Con aquella incomodidad llegué al sector del municipio cabecera, cuyas casas fueron diseñadas en madera de clavot, piso encajonado con madera lisa, techo de asbesto, montada sobre pilares que levantaban la estructura sobre el nivel del terreno. Aquel fue un asentamiento para familias japonesas, inaugurado por el tirano en 1959.
Al retornar ahora a La Colonia, frente al hogar donde vivieron mis abuelos desde la caída de la tiranía, recordé cómo mi infancia asumió la ruralidad de las familias campesinas. Mi abuela, se empoderada desde la cocina, siempre con un moño recogido al estilo clásico, con un outfit de señora pudorosa vestida con una falda que llegaba a los tobillos. Como docente de una escuela rural, la abuela Francisca Antonia Díaz Vásquez irradiaba e imponía autoridad.
Desde la galería de la vivienda de tía Guadalupe, observé la casa de mis abuelos. Al entrar al túnel del tiempo, evoco los años de mi niñez consciente de que el tiempo no se detiene, no te espera, aún parezca que no avanza, sí lo hace y de una manera inexorable sin pedir permiso. Lo constaté cuando me acerqué al patio de los abuelos, donde solía jugar con mis primos.
Descubro, ahora, que la noria natural superficial de la cual se abastecía de agua la casa para los quehaceres cotidianos, ya no existe. Es el lugar donde por primera vez descubrí musgos. Observé que aquellas plantas se aferraban a la pared del hueco del que salía el líquido, como se aferra el ser humano a la vida. Pregunté por el río San Blas, al que solíamos ir a bañarnos, una de las atracciones de las vacaciones del colegio.
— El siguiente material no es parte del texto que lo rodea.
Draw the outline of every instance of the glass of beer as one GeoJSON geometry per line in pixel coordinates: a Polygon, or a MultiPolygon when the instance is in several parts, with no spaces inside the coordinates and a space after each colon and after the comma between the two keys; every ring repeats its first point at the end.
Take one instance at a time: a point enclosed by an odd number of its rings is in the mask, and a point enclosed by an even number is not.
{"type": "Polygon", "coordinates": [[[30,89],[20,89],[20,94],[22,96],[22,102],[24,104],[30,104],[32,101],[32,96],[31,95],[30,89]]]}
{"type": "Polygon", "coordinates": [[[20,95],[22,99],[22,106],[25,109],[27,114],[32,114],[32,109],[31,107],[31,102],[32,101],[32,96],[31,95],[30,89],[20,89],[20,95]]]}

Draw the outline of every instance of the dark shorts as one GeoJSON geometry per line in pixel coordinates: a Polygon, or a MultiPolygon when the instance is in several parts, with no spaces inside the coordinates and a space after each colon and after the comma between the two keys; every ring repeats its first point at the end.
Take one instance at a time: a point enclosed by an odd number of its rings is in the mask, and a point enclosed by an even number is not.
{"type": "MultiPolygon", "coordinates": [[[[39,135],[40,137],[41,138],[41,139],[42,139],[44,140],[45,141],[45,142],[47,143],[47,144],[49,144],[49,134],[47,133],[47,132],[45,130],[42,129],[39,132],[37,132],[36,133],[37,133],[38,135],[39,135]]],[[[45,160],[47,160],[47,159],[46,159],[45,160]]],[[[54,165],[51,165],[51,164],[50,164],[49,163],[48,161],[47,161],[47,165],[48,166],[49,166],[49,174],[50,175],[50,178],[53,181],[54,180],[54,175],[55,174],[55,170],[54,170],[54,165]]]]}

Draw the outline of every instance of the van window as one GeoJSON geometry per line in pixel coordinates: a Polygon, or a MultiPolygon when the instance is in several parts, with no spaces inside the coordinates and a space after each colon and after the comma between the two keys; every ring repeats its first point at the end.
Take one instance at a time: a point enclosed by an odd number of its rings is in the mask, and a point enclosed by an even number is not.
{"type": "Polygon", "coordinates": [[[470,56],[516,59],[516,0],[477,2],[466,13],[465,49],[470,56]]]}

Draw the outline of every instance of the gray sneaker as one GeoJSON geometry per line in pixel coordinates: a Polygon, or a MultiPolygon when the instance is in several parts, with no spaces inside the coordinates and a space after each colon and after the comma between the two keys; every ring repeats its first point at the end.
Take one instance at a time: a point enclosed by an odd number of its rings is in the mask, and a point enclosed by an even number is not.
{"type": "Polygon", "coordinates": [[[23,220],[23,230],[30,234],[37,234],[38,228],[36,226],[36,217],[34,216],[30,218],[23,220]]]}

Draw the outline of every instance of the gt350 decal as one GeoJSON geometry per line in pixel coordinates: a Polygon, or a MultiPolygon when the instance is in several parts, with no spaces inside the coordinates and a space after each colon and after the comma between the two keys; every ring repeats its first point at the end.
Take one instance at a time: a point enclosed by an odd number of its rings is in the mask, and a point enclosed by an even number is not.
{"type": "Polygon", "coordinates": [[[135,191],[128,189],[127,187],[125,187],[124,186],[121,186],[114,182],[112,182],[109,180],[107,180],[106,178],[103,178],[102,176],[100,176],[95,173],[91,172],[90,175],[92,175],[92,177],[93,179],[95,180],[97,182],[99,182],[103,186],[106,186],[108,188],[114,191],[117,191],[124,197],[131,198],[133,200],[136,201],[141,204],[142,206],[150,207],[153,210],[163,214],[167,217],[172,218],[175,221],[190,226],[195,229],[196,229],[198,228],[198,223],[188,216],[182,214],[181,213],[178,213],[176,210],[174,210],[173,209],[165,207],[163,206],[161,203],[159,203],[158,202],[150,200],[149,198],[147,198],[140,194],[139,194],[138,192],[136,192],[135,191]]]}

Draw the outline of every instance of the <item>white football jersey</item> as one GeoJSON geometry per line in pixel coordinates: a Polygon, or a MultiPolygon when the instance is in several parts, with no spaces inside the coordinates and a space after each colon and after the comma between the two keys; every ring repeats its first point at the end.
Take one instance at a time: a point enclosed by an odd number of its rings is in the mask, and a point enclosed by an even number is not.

Descubrí que San Blas es uno de los 700 ríos y arroyos desaparecidos.
Reseteado, me convenzo de que no es verdad que el tiempo cura todo, que apenas adormece lo que duele más: las ausencias de familiares cuya lista cada vez es más extensa, aunque la muerte -según Friedrich Nietzsche-es la pérdida de la esperanza de un futuro más promisorio.